Journal of Organic & Inorganic Chemistry

Description

Carboxylic acids are critical pharmacophores in various drug classes, especially Non-Steroidal Anti-Inflammatory Drugs (NSAIDs). However, some common metabolic pathways involving conjugative reactions of carboxylic acid-containing drugs can lead to the formation of reactive metabolites, which are responsible for drug toxicity. Research has highlighted that reactive metabolites, such as S-Acyl-CoA thioesters and Acyl Glucuronides (AGs), can contribute to the toxicity of these drugs. This toxicity arises from the chemical reactivity of the metabolites formed during biotransformation, which may lead to protein adduct formation, a major mechanism underlying druginduced toxicity. Acyl glucuronides, including 1-β-O-AGs, are prone to undergoing several chemical reactions at physiological pH. These reactions include acyl migration (transacylation), mutarotation and hydrolysis, resulting in a range of positional isomers such as 1-α, 2-α, 2-β and others. The rate of degradation of AGs, or the degradation constant (kd), reflects the speed at which these transformations occur and can be used to assess the likelihood of toxicity due to the formation of reactive intermediates. The degradation rates are influenced by factors such as pH, temperature, the structure of the aglycone and the reaction medium. Understanding the degradation rate (kd) of AGs is critical for evaluating the potential toxicity of drugs. Drugs that form AGs with high degradation rates may be more likely to form reactive metabolites, leading to protein adducts and subsequent toxicity. Therefore, drug design efforts often focus on developing compounds with slower AG degradation rates to reduce toxicity risks. Kinetic modelling of AG degradation has been an active area of research. Several studies have employed different computational methods to model the degradation reactions, including acyl migration and hydrolysis. These models aim to predict the degradation rate of AGs and their potential toxicity based on structural parameters and experimental data.
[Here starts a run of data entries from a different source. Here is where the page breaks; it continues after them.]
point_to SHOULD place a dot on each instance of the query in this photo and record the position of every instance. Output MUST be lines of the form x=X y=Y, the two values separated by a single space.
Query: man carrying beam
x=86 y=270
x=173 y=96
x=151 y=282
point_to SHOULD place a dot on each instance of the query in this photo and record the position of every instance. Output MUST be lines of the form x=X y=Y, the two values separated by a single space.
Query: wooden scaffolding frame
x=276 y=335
Structure-property relationships

Recent efforts have focused on developing Structure-Property Relationships (SPR) to predict AG degradation rates. These models consider various molecular properties, including pKa, hammett constants, partial atomic charges, taft steric constants and neuclear magnetic resonance chemical shifts. By integrating these properties, researchers can create models that accurately predict the degradation rates (kd) of AGs, which are key for assessing the potential toxicity of carboxylic acid-containing drugs. In addition to these empirical models, in silico approaches such as Density Functional Theory (DFT) and transition-state modeling have been employed to understand the underlying mechanisms of acyl migration, mutarotation and hydrolysis in AG degradation.

NSAID(Non-Steroidal Anti-Inflammatory Drugs)
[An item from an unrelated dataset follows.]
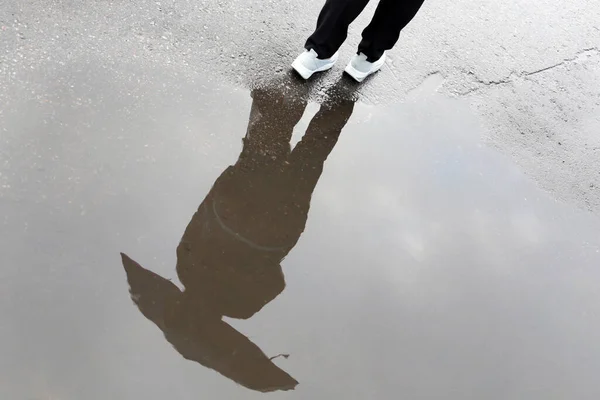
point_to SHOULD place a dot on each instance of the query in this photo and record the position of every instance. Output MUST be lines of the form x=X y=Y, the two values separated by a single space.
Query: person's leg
x=384 y=30
x=332 y=26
The most recent kinetic modelling studies have focused on NSAID AGs, including ibufenac and the R- and S-isomers of ibuprofen, as well as their α, α-dimethyl substituted analogue 'bibuprofen'. These NSAID AGs are compared to a previously studied series to investigate structural differences and their effects on degradation rates. The NSAID AGs contain an isobutyl substituent at the 4-position, this structural difference may contribute to variations in the reactivity of the two series. DFT calculations have been employed to model the transacylation reactions of these NSAID AGs, with activation energies calculated and compared to experimental values. The kinetic modelling of these NSAID AGs includes analysis of the transacylation, mutarotation and hydrolysis reactions, which are vital for understanding their reactivity and potential for toxicity.

Conclusion

Kinetic modelling plays a vital role in understanding the degradation of Acyl Glucuronides (AGs) and their potential for causing toxicity. By studying the degradation rates of NSAID AGs and comparing them to other AG series, researchers aim to develop predictive models that can help identify compounds with reduced toxicity potential. Structural differences, such as steric hindrance and the presence of substituents, significantly affect the reactivity of AGs and understanding these factors is key to designing safer drugs. Ultimately, predictive models based on kinetic data, structure-property relationships and computational approaches will continue to be instrumental in the development of drugs with minimized risk of reactive metabolite formation.